Tuesday, September 9, 2008

Chasing Bad Stocks is Your Brain’s Fault

According to Jason Zweig in his very interesting book, Your Money & Your Brain, the wiring of our brains is responsible for some of the mistakes we make in our approach to investing. Zwieg covers a number of human tendencies that can be traced to brain activity, but I will focus here on what makes us want to keep chasing stocks that ultimately disappoint us.

The new science of neuroeconomics involves scanning subjects’ brains while they take part in experiments. By seeing which parts of the brain light up and how intensely they light up, researchers can tell a lot about how we’re wired.

It turns out that we’re more excited during the time leading up to a potential reward than we are to actually receive the reward. So, when a gambler plunks his money down on lucky number 7 at the roulette wheel, he’s more excited watching for the wheel to stop than he is to rake in his chips if he happens to win.

The amount of excitement in the gambler’s brain increases with the size of the potential win. This means that we’re attracted to buying stocks where we can imagine a big payoff. This makes penny stocks much more exciting and rewarding than big bank stocks, at least until the penny stock becomes worthless and the investor gives up hope.

But, things get worse. Our excitement level is dictated by the size of the potential reward and not the odds of collecting that reward. This explains lottery tickets. Watching the numbers being drawn is exciting because of the multi-million dollar payoff even though the odds of winning are negligible. So, even though we lost money on the last ten penny stocks we bought, the next one is just as exciting to own.
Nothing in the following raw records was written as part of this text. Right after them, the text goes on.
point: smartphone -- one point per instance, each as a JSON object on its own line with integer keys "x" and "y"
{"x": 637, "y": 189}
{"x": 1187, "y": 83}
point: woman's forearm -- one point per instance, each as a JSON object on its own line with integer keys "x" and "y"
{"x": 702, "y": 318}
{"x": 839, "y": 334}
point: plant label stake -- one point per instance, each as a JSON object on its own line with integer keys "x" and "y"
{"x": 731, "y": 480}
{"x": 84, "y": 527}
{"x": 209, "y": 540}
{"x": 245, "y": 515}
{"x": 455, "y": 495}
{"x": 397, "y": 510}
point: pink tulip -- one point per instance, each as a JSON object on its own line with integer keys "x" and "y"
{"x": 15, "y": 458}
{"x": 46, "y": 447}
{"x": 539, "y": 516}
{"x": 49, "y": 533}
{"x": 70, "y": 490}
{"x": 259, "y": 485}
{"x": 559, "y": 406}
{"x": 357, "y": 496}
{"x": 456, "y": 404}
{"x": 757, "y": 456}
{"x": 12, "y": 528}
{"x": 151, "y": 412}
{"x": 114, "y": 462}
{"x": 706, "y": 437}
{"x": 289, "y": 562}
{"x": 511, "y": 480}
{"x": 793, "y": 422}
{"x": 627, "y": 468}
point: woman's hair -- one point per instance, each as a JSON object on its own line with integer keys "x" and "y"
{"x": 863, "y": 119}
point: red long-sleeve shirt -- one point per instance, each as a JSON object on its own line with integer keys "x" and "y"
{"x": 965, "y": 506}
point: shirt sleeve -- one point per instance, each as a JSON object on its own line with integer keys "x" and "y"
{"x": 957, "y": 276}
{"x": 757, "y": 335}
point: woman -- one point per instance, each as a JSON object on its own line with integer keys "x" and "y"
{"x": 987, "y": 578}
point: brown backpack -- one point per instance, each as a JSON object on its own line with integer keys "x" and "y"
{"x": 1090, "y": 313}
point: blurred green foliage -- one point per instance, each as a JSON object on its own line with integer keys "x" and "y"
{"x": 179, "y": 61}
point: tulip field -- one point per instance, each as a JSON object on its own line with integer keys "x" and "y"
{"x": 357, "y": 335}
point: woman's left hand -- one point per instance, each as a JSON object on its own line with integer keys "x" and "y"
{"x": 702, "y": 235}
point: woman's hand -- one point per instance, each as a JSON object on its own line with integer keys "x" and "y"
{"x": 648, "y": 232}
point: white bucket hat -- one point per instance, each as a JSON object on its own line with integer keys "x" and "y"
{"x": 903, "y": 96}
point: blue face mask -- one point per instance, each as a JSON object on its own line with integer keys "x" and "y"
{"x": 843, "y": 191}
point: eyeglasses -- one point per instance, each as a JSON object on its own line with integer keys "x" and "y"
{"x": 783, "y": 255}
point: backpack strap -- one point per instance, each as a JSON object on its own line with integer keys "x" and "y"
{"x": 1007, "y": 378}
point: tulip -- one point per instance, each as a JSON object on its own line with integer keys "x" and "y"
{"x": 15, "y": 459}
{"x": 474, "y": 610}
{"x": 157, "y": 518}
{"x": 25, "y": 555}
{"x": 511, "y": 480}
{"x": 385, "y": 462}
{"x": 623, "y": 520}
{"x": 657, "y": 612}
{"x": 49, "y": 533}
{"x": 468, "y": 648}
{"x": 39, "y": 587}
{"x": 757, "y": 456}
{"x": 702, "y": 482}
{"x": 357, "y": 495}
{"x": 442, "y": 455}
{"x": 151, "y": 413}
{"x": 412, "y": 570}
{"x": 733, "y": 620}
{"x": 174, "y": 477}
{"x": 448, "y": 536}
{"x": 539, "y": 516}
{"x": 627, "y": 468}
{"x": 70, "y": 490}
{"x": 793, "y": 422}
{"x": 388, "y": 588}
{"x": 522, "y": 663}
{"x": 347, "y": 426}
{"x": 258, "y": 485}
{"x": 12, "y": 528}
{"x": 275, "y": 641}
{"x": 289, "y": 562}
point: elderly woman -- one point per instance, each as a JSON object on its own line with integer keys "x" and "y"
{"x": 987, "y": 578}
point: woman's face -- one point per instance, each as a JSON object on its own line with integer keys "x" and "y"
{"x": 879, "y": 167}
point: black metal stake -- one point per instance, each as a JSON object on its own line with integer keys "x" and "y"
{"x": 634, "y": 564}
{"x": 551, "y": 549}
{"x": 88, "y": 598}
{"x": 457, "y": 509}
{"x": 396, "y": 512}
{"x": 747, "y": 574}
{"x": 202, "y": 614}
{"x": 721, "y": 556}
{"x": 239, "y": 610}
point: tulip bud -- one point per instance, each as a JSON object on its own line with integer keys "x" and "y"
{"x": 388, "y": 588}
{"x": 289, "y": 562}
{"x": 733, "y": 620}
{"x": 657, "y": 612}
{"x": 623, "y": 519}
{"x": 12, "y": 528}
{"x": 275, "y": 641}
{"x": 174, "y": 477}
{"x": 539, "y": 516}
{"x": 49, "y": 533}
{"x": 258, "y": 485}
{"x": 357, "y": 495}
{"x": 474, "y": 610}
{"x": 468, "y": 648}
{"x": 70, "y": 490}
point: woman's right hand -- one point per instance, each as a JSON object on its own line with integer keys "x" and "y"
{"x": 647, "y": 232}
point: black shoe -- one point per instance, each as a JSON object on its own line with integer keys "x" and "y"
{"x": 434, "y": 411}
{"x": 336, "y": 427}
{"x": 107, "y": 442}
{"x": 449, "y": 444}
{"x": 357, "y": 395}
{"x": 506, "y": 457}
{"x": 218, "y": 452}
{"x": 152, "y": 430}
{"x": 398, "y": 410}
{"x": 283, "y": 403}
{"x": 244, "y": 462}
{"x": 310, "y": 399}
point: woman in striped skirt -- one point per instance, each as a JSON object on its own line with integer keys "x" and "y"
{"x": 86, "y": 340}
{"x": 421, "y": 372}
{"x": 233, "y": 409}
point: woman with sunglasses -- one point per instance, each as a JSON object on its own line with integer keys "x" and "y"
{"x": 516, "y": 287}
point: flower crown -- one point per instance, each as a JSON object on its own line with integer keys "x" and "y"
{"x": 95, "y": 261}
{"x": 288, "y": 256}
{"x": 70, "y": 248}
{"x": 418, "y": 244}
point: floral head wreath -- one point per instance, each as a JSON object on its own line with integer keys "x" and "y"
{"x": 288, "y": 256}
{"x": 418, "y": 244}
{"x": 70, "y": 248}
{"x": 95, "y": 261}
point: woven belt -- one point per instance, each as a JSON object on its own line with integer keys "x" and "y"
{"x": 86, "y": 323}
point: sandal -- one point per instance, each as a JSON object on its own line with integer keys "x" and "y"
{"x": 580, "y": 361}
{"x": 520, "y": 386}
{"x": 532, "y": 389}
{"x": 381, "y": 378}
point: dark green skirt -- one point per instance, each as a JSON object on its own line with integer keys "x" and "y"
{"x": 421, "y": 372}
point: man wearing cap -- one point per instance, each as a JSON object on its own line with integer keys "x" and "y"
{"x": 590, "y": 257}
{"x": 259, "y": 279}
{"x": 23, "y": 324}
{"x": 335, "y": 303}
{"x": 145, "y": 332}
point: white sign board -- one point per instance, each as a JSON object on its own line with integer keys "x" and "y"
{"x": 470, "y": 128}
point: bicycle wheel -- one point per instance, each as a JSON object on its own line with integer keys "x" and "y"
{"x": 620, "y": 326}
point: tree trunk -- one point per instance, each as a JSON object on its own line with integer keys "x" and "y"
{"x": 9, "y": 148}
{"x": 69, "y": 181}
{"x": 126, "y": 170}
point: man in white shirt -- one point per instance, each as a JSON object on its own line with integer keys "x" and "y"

Things get even worse than this. The potential for reward is more exciting if the potential for loss is present. So, if your penny stock is a sure thing, it’s less exciting than if you might lose all your money.

If ever there was an activity that requires people to remain calm and unemotional to succeed, it is investing.


  1. Thanks for the link. I think another reason (that I believe is discussed in the same chapter) is the tendency to take risks due to: (1) a regret for "near misses" (2) a "win" in the past. So, if an investor researched a risky stock but didn't buy (for whatever reason -- it may have been a valid one such as a down payment on a home) and it went on to become a ten-bagger, he is more likely to make risky bets in the future.

    Also, if a risky bet panned out, he may want to experience the same feeling again and keep making risky bets.

  2. CC: It's no wonder that casinos make so much money. I wonder what the evolutionary advantage is of our brains being wired this way. Is it all just to make us want to take on the risky task of hunting animals for food with primitive weapons?

  3. I do have a personal experience with what Canadian Capitalist was talking about. I had researched Amazon upon first hearing about it, and figured it was too expensive. The Motley Fool site soon after added it to a model portfolio, and it went on to its dizzying heights.

    Having let that one get away, the next time the Motley Fool added a stock: 3dfx, I bought it blindly, not wanting to miss out. That turned out to be a mistake, but in contrast to Zweig's assertion, I learned my lesson, and didn't repeat that mistake.

  4. Gene: It's always interesting when a book puts your own actions in context. In Zweig's defense, he says that we need to use our reasoning abilities to overcome our instincts. It appears that you have done just that. Zweig would say that you still have an increased tendency to make snap decisions to buy speculative stocks. You can decide for yourself if you have this tendency that you overcome with reason, or whether you no longer have this tendency.